Penyebab: Didominasi masyarakat yang melakukan tradisi ngabuburit.
Volume Kendaraan: Rata-rata 500 unit (roda dua dan roda empat) melintas setiap harinya menuju arah Jawa Tengah maupun Kota Tasikmalaya.
Guna mengantisipasi kemacetan, sebanyak 20 personel terjun langsung ke lapangan setiap hari.
Mereka secara aktif menyisir titik-titik rawan, mulai dari kawasan pasar hingga sekitar Alun-Alun Manonjaya.
”Setiap hari tim melaksanakan rangkaian pengamanan, mulai dari apel siaga, patroli kewilayahan, hingga pengaturan lalu lintas di titik-titik krusial,” jelasnya lebih lanjut.
Kendati situasi terpantau kondusif, pihak kepolisian tetap memberikan catatan penting terkait keselamatan berkendara.

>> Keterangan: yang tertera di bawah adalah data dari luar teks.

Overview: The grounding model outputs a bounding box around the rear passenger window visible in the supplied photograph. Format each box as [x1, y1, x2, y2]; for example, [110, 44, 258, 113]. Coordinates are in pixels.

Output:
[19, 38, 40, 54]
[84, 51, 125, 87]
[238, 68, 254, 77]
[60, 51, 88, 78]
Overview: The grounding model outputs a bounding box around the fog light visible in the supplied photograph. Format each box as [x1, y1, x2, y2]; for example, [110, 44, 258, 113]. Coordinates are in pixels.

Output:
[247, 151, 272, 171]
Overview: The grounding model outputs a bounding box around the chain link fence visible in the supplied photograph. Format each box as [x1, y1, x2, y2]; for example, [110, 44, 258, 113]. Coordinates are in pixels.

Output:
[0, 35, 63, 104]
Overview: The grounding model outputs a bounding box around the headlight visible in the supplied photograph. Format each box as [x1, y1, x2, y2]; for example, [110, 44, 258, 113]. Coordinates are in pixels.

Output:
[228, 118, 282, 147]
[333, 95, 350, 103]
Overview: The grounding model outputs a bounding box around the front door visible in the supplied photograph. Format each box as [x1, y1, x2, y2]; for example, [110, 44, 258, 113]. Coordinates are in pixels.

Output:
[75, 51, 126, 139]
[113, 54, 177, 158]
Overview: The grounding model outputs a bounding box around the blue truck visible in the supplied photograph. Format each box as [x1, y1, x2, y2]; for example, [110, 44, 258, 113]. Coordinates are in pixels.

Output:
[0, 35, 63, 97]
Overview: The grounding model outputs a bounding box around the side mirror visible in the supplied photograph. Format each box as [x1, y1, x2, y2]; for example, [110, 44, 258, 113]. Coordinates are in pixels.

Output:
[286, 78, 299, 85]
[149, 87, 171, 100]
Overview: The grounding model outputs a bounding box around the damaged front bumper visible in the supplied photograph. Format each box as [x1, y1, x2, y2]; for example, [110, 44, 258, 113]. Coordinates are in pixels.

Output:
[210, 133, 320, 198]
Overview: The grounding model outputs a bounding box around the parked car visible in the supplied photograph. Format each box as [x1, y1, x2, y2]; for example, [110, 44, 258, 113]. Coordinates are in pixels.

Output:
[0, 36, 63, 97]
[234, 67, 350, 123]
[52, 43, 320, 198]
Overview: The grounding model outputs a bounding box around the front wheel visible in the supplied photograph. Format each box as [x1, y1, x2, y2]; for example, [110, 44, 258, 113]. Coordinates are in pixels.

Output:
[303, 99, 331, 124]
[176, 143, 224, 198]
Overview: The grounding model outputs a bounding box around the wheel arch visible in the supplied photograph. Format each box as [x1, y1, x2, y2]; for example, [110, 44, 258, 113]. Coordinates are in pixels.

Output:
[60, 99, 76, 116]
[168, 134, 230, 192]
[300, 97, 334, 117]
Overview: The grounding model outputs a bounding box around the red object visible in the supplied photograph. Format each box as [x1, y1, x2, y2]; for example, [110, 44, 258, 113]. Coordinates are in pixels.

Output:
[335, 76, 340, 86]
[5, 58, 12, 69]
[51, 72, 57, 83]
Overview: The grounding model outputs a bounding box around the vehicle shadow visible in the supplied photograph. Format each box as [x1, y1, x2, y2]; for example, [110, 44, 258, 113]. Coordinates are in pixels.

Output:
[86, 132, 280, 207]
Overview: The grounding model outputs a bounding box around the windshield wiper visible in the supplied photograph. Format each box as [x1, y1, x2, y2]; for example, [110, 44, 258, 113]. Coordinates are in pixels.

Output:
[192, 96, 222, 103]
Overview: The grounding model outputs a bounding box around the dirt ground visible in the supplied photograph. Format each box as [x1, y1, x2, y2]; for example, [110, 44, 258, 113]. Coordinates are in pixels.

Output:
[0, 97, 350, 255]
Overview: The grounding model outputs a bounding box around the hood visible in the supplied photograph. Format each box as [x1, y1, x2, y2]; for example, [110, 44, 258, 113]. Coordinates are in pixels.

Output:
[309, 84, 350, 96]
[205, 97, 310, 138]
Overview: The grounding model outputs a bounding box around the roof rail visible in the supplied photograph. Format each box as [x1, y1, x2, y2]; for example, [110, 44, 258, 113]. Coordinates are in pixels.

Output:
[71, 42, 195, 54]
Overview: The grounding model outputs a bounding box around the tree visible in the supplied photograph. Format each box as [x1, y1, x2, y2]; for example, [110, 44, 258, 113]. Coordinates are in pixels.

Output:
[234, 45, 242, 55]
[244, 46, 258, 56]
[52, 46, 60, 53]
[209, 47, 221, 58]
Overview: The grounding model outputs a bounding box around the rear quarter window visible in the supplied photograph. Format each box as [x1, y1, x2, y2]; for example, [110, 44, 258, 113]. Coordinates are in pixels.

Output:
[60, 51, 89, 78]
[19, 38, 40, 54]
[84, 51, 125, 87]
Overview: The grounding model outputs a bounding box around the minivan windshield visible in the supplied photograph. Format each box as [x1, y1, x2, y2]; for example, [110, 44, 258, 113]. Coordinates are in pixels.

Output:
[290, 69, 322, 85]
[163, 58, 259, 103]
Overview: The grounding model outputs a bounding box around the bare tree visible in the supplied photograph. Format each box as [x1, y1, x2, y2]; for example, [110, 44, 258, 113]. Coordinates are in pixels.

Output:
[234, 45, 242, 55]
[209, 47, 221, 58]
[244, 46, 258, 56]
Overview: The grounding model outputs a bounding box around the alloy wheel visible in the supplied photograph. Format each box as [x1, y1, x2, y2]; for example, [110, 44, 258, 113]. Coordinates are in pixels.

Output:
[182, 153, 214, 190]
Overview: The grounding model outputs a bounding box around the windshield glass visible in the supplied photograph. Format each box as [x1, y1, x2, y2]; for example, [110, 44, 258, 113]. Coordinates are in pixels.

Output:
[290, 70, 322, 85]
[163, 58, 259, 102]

AKP Soni menyayangkan masih adanya pemudik maupun warga lokal yang abai terhadap aturan keselamatan dasar.
”Kami terus mengimbau masyarakat agar tetap disiplin dan patuh aturan. Faktanya, di lapangan kami masih menemukan banyak pengendara roda dua yang nekat tidak menggunakan helm,” pungkasnya.